Try this in your MCP client:
"Initialize a new orchestration session and plan a Python script for processing CSV files"
See the Quick Start Guide for detailed setup instructions.
Instead of monolithic responses:
User: "Build a Python web scraper for news articles"
Claude: [Provides a single, basic response with minimal code]
You get structured specialist workflows:
User: "Build a Python web scraper for news articles"
Step 1: Architect Role
├── System design with rate limiting and error handling
├── Technology selection (requests vs scrapy)
├── Data structure planning
└── Scalability considerations
Step 2: Implementer Role
├── Core scraping logic implementation
├── Error handling and retries
├── Data parsing and cleaning
└── Configuration management
Step 3: Tester Role
├── Unit tests for core functions
├── Integration tests with live sites
├── Error condition testing
└── Performance validation
Step 4: Documenter Role
├── Usage documentation
├── API reference
├── Configuration guide
└── Troubleshooting guide
Result: Complete implementation with:
✓ Error handling patterns ✓ Test coverage ✓ Documentation ✓ Best practices
Each step provides specialist context and expertise rather than generic responses.
- LLM-powered task decomposition: Automatically breaks complex projects into logical subtasks
- Specialist AI roles: Architect, Implementer, Debugger, Documenter with domain-specific expertise
- Automated maintenance: Built-in cleanup, optimization, and health monitoring
- Task persistence: SQLite database with automatic recovery and archival
- Artifact management: Prevents context limits with intelligent file storage
- Workspace intelligence: Automatically detects Git repositories, project files, and saves artifacts appropriately
- Customizable roles: Edit
.task_orchestrator/roles/project_roles.yaml
to adapt roles for your project - Single-session completion: Finish complex projects in one conversation
- Smart artifact placement: Files are saved relative to your project root, not random locations
The universal installer provides comprehensive support for all major MCP clients with flexible installation options.
Quick Install - Auto-detect all clients:
# Download and run the universal installer
git clone https://github.com/EchoingVesper/mcp-task-orchestrator.git
cd mcp-task-orchestrator
python install.py
# Auto-detects and configures all compatible MCP clients
# Restart your MCP clients - the orchestrator tools will be available automatically
PyPI Installation with Manual Configuration:
# Install from PyPI
pip install mcp-task-orchestrator
# Then configure your MCP client manually (see configuration section below)
Install to specific clients:
# Configure specific clients only
python install.py --clients claude,cursor
# Skip MCP configuration entirely (manual setup)

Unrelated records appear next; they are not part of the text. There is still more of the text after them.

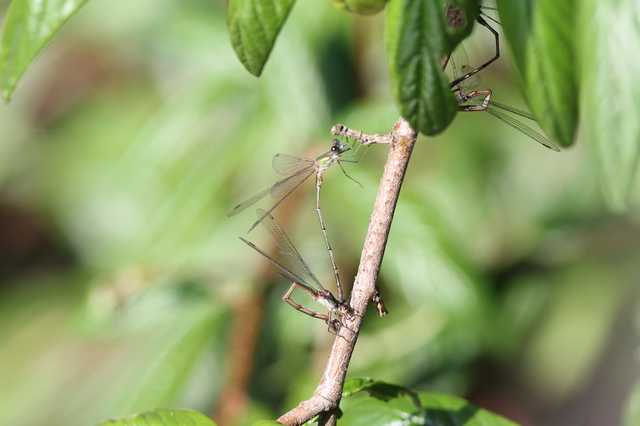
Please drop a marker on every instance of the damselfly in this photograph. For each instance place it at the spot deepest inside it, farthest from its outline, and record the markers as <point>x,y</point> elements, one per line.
<point>453,17</point>
<point>298,170</point>
<point>465,80</point>
<point>301,277</point>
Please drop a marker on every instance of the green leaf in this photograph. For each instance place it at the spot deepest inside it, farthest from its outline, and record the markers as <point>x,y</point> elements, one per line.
<point>30,26</point>
<point>375,388</point>
<point>418,37</point>
<point>421,407</point>
<point>551,72</point>
<point>608,41</point>
<point>540,35</point>
<point>162,418</point>
<point>254,26</point>
<point>632,407</point>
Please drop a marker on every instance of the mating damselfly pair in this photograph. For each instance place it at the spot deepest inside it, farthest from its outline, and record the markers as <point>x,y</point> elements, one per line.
<point>297,170</point>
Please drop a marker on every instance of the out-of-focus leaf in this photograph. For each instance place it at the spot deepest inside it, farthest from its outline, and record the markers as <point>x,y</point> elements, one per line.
<point>254,26</point>
<point>375,388</point>
<point>30,26</point>
<point>418,37</point>
<point>361,7</point>
<point>632,408</point>
<point>162,418</point>
<point>608,42</point>
<point>431,408</point>
<point>540,35</point>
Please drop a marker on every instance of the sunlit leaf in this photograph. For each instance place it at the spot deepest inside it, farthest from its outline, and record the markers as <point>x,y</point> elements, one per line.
<point>418,37</point>
<point>162,418</point>
<point>609,40</point>
<point>30,26</point>
<point>254,26</point>
<point>540,35</point>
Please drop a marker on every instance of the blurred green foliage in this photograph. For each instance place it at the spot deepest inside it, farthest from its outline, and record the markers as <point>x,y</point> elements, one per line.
<point>135,133</point>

python install.py --no-clients
# Development installation with all tools
python install.py --dev
# Install in user directory
python install.py --user
Advanced installation options:
# Force PyPI installation even in development
python install.py --source pypi
# Install specific version
python install.py --version 2.0.0
# Install from git repository
python install.py --git https://github.com/EchoingVesper/mcp-task-orchestrator.git
# Install in custom virtual environment
python install.py --venv /path/to/venv
# Force overwrite existing installation
python install.py --force
For Externally Managed Environments (WSL, Ubuntu 23.04+):
# Create virtual environment first
python -m venv mcp-orchestrator-env
source mcp-orchestrator-env/bin/activate # Linux/WSL/macOS
# OR: mcp-orchestrator-env\Scripts\activate # Windows
# Clone and install
git clone https://github.com/EchoingVesper/mcp-task-orchestrator.git
cd mcp-task-orchestrator
python install.py --venv ../mcp-orchestrator-env
Alternative with pipx:
# Install via pipx for isolation
pipx install mcp-task-orchestrator
# Manual MCP configuration required (see configuration section)
- ✅ Zero vulnerabilities: All 38 security issues resolved
- ✅ Cross-platform: Windows, macOS, Linux support
- ✅ Multi-client: Claude Desktop, Cursor, Windsurf, VS Code, Zed, Claude Code
- ✅ Automatic backups: Configuration protection and rollback
- ✅ Performance: < 5 seconds installation, < 50MB memory usage
- ✅ Validation: Comprehensive post-installation verification
Client | Auto-Detection | Installation Method | Multi-Project Support | Status |
---|---|---|---|---|
Claude Desktop | ✅ | JSON configuration | ✅ Dynamic detection | Fully Supported |
Claude Code | ✅ | CLI integration | ✅ Per-project installs | Fully Supported |
Windsurf | ✅ | JSON configuration | ✅ Built-in project context | Fully Supported |
Cursor | ✅ | JSON configuration | ✅ Built-in project context | Fully Supported |
VS Code | Extension + config | In Progress | ||
Continue.dev | JSON configuration | In Progress | ||
Cline | JSON configuration | In Progress |
Quick Diagnostics:
# View installation help and options
python install.py --help
# Check installation status
python install.py --status
# Force reconfiguration if already installed
python install.py --force
# Test dry-run mode to see what would be done
python install.py --dry-run --verbose
Common Issues:
- Claude Code not detected: Ensure Claude Code CLI is installed and
claude --version
works - Config file not found: Make sure the MCP client is installed and has been run at least once
- Permission errors: Check file permissions for config directories
- Already configured: Use
--force
flag to overwrite existing configurations
Client-Specific Notes:
- Claude Desktop: Works globally across multiple projects using dynamic detection
- Claude Code: Works automatically with per-project detection for best experience
- Windsurf/Cursor: Automatically detect project context when opened in project folders
For comprehensive troubleshooting, see Installation Troubleshooting Guide.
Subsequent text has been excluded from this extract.